Rare hypervascular pancreatic tumors diagnosed as asynchronous metastases of central nervous system solitary fibrous tumor/hemangiopericytoma.

A 70-year-old woman was referred to our hospital for asymptomatic pancreatic tumors. She had a history of hemagiopericytoma (HPC) about 20 years ago, and no apparent recurrence has been observed. Contrast-enhanced computed tomography revealed two hypervascular tumors in the head and uncinate process of the pancreas, and no obvious neoplastic lesions were found in other organs. Endoscopic ultrasound guided fine-needle aspiration cytology was performed and histopathology showed that spindle-shaped tumor cells were arranged in a hemangiopericytoma-like pattern and positive for STAT6, which was a characteristic feature of solitary fibrous tumors (SFTs).
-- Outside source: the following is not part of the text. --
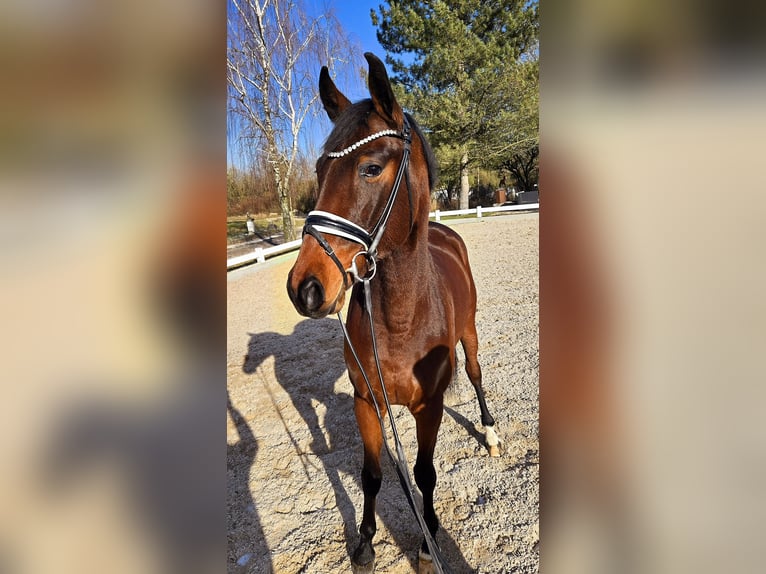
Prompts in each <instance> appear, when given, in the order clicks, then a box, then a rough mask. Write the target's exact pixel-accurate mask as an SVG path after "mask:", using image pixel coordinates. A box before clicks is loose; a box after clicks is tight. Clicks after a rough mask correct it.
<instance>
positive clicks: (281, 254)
mask: <svg viewBox="0 0 766 574" xmlns="http://www.w3.org/2000/svg"><path fill="white" fill-rule="evenodd" d="M539 209H540V204H539V203H526V204H524V203H522V204H520V205H500V206H498V207H482V206H480V205H479V206H477V207H475V208H474V209H455V210H452V211H440V210H438V209H437V210H436V211H432V212H431V213H429V217H430V218H431V219H434V220H435V221H441V219H442V217H453V216H460V215H475V216H476V217H477V218H480V217H482V216H483V215H484V214H485V213H500V212H506V211H508V212H510V211H536V210H539ZM301 241H302V240H301V239H296V240H295V241H290V242H288V243H283V244H282V245H274V246H273V247H266V248H265V249H264V248H263V247H256V248H255V250H254V251H253V252H252V253H245V254H244V255H238V256H236V257H230V258H229V259H227V260H226V270H227V271H228V270H229V269H234V268H235V267H241V266H243V265H248V264H250V263H264V262H265V261H266V259H268V258H269V257H275V256H276V255H282V254H283V253H287V252H288V251H294V250H296V249H298V248H300V246H301Z"/></svg>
Immunohistochemical staining for surgical pathology specimens from past HPC showed positive expression of STAT6, which was Grade 2 central nervous system solitary fibrous tumor/hemagiopericytoma (CNS SFT/HPC) according to the current WHO classification. From these findings, the pancreatic tumors were preoperatively diagnosed as pancreatic metastases of CNS SFT/HPC. She underwent pancreaticoduodenectomy. Histopathological examination of the surgically resected specimen proved that the both pancreatic tumors were SFT/HPC. Thus, pancreatic tumors were finally diagnosed as asynchronous pancreatic metastases from CNS SFT/HPC. Although extremely rare, metastatic pancreatic tumors derived from SFT/HPC should be considered as a differential diagnosis for hypervascular pancreatic tumors, especially when having a past history of brain tumors.